To say I have seen “Star Wars” a lot is like saying the sun rises in the East quite a bit.
I’ve seen it dozens of times, the original version and the often-argued-over Special Edition. But aside from jumping in mid-movie during one of its countless cable airings, I haven’t watched the entire movie from start to finish in close to a decade.
Now that George Lucas finally released “Star Wars: The Complete Saga” on Blu-ray, I couldn’t wait to see how “Star Wars” (I’m old school; I never call it "A New Hope") held up, recent revisions and all.
More importantly, I wanted to see if a grown man could love a movie the same way he did as a 6-year-old.
The first thing I noticed when I popped in the Blu-ray was the sound. John Williams’ majestic score exploded through the speakers. The visual quality is razor-sharp. I was surprised to see how many scrapes and dirt marks C-3PO and R2-D2 had.
Darth Vader's entrance remains outstanding. He just walks in, surveys the scene, and moves on, without so much as a word. Just the breathing.
When the film really gets interesting is when the droids land on Tatooine. Here’s where the world building begins. Lucas lets us soak in details and establishes this backwater world’s place in the galaxy. As a kid, this was my least favorite section of the film. Now? It was riveting. We also see Threepio and R2 really define their roles as the Oscar and Felix of the galaxy.
The dialogue in "Star Wars" comes under fire for being clunky, and some of it is, but watching it now only shows what a great actor Sir Alec Guinness really was. When Obi-Wan lies to Luke about what happened to his dad — and let's face it, he flat-out LIED — you buy every bit of it because Guinness sells it like a pro.
And now that we've seen the prequels, the scene where Obi-Wan sees Princess Leia's message takes on an entirely new meaning. The look on his face tells you he recognizes her.
But I guess lying isn’t against the Jedi code. How can Obi-Wan tell Luke only Imperial Stormtroopers are that precise with their blasters? As we know from every single movie in the saga, Stormtroopers couldn't hit the broad side of the Death Star.
It may be heresy to say this, but I love the additions made in the Special Edition to the Mos Eisley arrival scenes. The extended shots of the landscape, the added alien races and the Stormtroopers on the Dewbacks (overgrown Iguana-like creatures) all help back up Obi-Wan's warning to Luke about it being a "wretched hive of scum and villainy."
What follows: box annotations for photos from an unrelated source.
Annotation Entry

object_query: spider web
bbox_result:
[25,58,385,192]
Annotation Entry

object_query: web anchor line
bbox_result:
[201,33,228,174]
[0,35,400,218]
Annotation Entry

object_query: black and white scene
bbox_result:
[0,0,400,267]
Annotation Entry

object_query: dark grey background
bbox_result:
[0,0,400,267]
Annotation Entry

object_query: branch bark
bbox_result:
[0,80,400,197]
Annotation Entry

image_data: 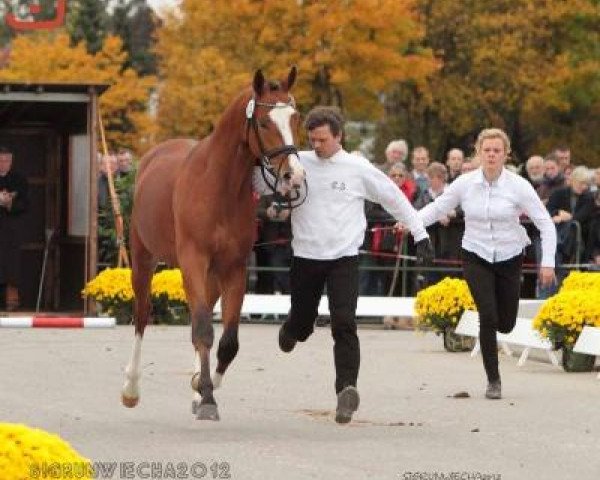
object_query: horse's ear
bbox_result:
[283,65,298,92]
[252,68,265,97]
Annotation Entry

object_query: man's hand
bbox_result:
[538,267,556,287]
[415,237,434,265]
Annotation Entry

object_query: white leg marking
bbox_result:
[122,333,142,398]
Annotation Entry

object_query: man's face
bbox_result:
[412,150,429,173]
[544,160,559,178]
[308,124,342,158]
[571,180,590,195]
[0,153,12,176]
[555,150,571,170]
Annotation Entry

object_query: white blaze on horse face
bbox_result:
[269,102,304,186]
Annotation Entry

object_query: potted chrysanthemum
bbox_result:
[82,268,134,324]
[151,268,189,325]
[415,277,476,352]
[0,423,96,480]
[533,272,600,372]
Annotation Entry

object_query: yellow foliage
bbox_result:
[0,423,94,480]
[157,0,437,138]
[0,31,156,151]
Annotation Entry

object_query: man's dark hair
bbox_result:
[304,107,344,136]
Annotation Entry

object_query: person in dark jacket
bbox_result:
[0,147,29,311]
[546,167,596,281]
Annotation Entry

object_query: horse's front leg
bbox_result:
[192,305,219,420]
[213,263,246,388]
[184,268,219,420]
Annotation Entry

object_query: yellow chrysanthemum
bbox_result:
[560,271,600,295]
[0,423,93,480]
[415,277,476,332]
[533,284,600,346]
[151,268,187,304]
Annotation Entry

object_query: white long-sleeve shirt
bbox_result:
[419,168,556,267]
[254,150,427,260]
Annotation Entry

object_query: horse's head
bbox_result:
[246,67,304,195]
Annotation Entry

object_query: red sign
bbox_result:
[6,0,67,30]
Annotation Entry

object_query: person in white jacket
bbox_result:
[255,107,433,423]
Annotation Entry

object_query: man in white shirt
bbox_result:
[260,107,433,423]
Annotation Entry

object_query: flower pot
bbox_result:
[444,327,476,352]
[562,346,596,372]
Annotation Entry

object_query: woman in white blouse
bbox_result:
[419,128,556,399]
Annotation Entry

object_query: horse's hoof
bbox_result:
[190,372,200,392]
[196,403,220,421]
[121,395,140,408]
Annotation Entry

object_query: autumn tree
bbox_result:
[378,0,600,165]
[157,0,436,141]
[67,0,109,54]
[0,32,155,151]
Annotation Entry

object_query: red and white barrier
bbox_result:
[0,317,117,328]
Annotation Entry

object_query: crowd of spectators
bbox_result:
[361,140,600,297]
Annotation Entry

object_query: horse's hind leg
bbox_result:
[121,226,156,408]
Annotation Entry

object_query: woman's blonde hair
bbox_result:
[475,128,511,158]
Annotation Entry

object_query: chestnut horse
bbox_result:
[122,67,304,420]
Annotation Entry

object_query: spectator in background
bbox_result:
[360,162,417,296]
[552,146,571,173]
[563,165,575,185]
[446,148,465,183]
[525,155,544,190]
[381,139,408,173]
[413,162,448,210]
[0,147,30,311]
[536,155,565,204]
[590,167,600,193]
[411,146,429,196]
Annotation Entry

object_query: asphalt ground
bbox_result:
[0,325,600,480]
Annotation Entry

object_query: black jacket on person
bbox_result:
[0,170,29,217]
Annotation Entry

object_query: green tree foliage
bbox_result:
[67,0,109,53]
[110,0,158,75]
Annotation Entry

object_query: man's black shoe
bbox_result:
[335,385,360,423]
[279,325,296,353]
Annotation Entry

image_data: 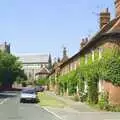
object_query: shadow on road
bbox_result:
[0,93,16,99]
[0,89,20,99]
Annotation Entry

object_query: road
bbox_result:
[0,92,60,120]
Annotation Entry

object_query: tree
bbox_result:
[0,52,26,87]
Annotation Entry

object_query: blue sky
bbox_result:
[0,0,115,57]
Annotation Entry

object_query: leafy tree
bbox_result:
[0,52,26,87]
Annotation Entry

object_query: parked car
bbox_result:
[35,86,44,92]
[20,88,38,103]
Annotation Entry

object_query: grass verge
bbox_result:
[38,92,66,108]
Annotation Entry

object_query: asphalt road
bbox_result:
[0,92,60,120]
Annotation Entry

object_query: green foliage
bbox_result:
[104,56,120,86]
[0,52,26,87]
[73,94,80,102]
[98,92,109,110]
[36,78,48,85]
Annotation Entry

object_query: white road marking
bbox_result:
[0,98,9,105]
[42,107,65,120]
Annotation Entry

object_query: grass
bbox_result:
[38,93,66,108]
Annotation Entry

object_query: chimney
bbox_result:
[100,8,110,29]
[80,38,88,48]
[115,0,120,17]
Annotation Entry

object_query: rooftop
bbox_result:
[18,54,49,63]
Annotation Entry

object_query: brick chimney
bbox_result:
[100,8,110,29]
[80,38,88,49]
[115,0,120,17]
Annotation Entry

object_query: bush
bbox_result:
[80,92,88,102]
[22,81,27,87]
[98,92,110,111]
[73,95,80,102]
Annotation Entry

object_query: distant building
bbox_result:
[19,54,49,81]
[0,42,10,53]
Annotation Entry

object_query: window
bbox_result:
[92,50,95,62]
[85,54,88,64]
[98,48,103,59]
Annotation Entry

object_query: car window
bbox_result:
[22,90,35,94]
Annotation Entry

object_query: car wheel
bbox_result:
[20,99,23,103]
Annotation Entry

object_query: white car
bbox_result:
[20,88,38,103]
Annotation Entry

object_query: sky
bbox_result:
[0,0,115,57]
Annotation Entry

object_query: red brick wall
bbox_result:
[103,81,120,105]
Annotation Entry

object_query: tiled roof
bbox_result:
[36,67,49,75]
[18,54,49,63]
[50,17,120,70]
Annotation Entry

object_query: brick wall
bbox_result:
[103,81,120,105]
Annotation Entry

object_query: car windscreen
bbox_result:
[22,90,35,94]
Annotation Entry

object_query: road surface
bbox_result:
[0,92,60,120]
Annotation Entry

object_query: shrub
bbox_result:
[73,95,80,102]
[80,92,88,102]
[98,92,110,110]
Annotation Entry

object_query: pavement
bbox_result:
[45,92,120,120]
[0,91,60,120]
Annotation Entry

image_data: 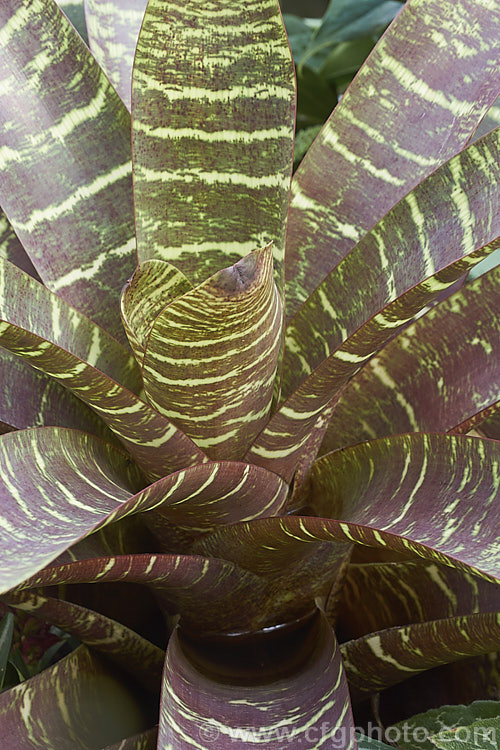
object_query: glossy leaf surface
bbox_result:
[159,619,356,750]
[0,427,141,591]
[143,246,282,459]
[337,560,500,640]
[0,646,148,750]
[248,129,500,479]
[286,0,500,318]
[0,349,115,441]
[0,0,135,338]
[13,554,274,635]
[321,269,500,453]
[2,591,165,691]
[85,0,147,110]
[121,260,193,365]
[132,0,295,290]
[310,434,500,578]
[0,260,204,478]
[342,612,500,692]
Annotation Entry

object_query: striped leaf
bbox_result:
[0,259,204,478]
[2,591,165,692]
[341,612,500,699]
[248,129,500,479]
[56,0,89,45]
[0,427,287,612]
[85,0,147,110]
[14,554,274,636]
[0,209,40,281]
[143,245,282,459]
[104,727,158,750]
[132,0,295,290]
[336,560,500,640]
[309,434,500,579]
[0,0,135,338]
[158,618,356,750]
[202,434,500,580]
[321,268,500,453]
[121,260,193,365]
[479,409,500,440]
[120,461,288,551]
[286,0,500,317]
[450,400,500,437]
[0,646,147,750]
[0,427,145,591]
[0,348,115,442]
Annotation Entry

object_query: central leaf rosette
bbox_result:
[121,243,283,460]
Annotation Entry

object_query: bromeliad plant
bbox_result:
[0,0,500,750]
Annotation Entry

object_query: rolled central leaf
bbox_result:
[143,244,282,460]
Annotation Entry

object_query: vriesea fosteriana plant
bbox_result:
[0,0,500,750]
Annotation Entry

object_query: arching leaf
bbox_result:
[286,0,500,318]
[13,554,274,636]
[201,433,500,580]
[0,0,135,339]
[132,0,295,290]
[252,123,500,479]
[2,591,165,692]
[336,560,500,640]
[0,259,205,479]
[0,427,141,591]
[0,646,147,750]
[321,269,500,453]
[0,348,116,442]
[85,0,147,110]
[159,618,356,750]
[341,612,500,695]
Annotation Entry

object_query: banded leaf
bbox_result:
[450,400,500,437]
[341,612,500,699]
[286,0,500,318]
[309,433,500,579]
[248,129,500,479]
[396,700,500,750]
[0,0,135,339]
[0,427,141,591]
[85,0,147,110]
[132,0,295,290]
[2,591,165,692]
[0,259,204,478]
[0,646,147,750]
[479,409,500,440]
[54,461,288,551]
[121,260,193,365]
[0,209,40,281]
[321,268,500,453]
[158,618,356,750]
[0,348,116,442]
[202,433,500,580]
[336,560,500,640]
[104,727,158,750]
[143,245,282,460]
[15,554,276,636]
[0,427,287,591]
There is no defending the "Greedo shoots first" revision, however. Even with what we know about the prequels, “Star Wars” remains a black & white, good vs. evil movie. Han is the only shade of grey in the movie, the mercenary. When he killed Greedo, we knew this guy was dangerous. Not so much anymore.
If you ask people what hooked them on "Star Wars" the first time, I bet most people would point to the cell block rescue of Princess Leia, with the four leads working together and bickering every step of the way. Leia seems more ungrateful than I recall towards Han. He just burst into the detention area on the Death Star to save your prissy behind; not even a thank you?
The light saber duel between Vader and Obi-Wan was and remains a standout moment. When Ben warns Vader, “If you strike me down, I'll become more powerful than you can possibly imagine,” it takes on greater significance because of what we learn in ‘Empire’ and in the prequels about Jedi afterlife.
To me, the movie peaks with the aerial dogfight after the leads escape the Death Star. It has everything a "Star Wars" fan wants: Han, Luke, Leia and Chewie working in tandem. We also get to see the big brother/little brother relationship between Han and Luke. When Han notices the young farm kid has a thing for the princess, he can't help but needle him a bit.
All in all, I was quite pleased — actually, relieved may be a better word — with how much I still enjoyed the movie. Despite some stilted acting — I’m looking at you, Carrie Fisher — the film remains fresh and fun. Aside from the redubbed Obi-Wan scream and the Greedo/Han switch, the rest of Lucas' tweaks were so benign (like the gussied-up Death Star explosion), they barely registered with me.
What annoyed me the most was a change Lucas didn’t make but should have: How come Chewbacca didn’t get a blasted medal at the end?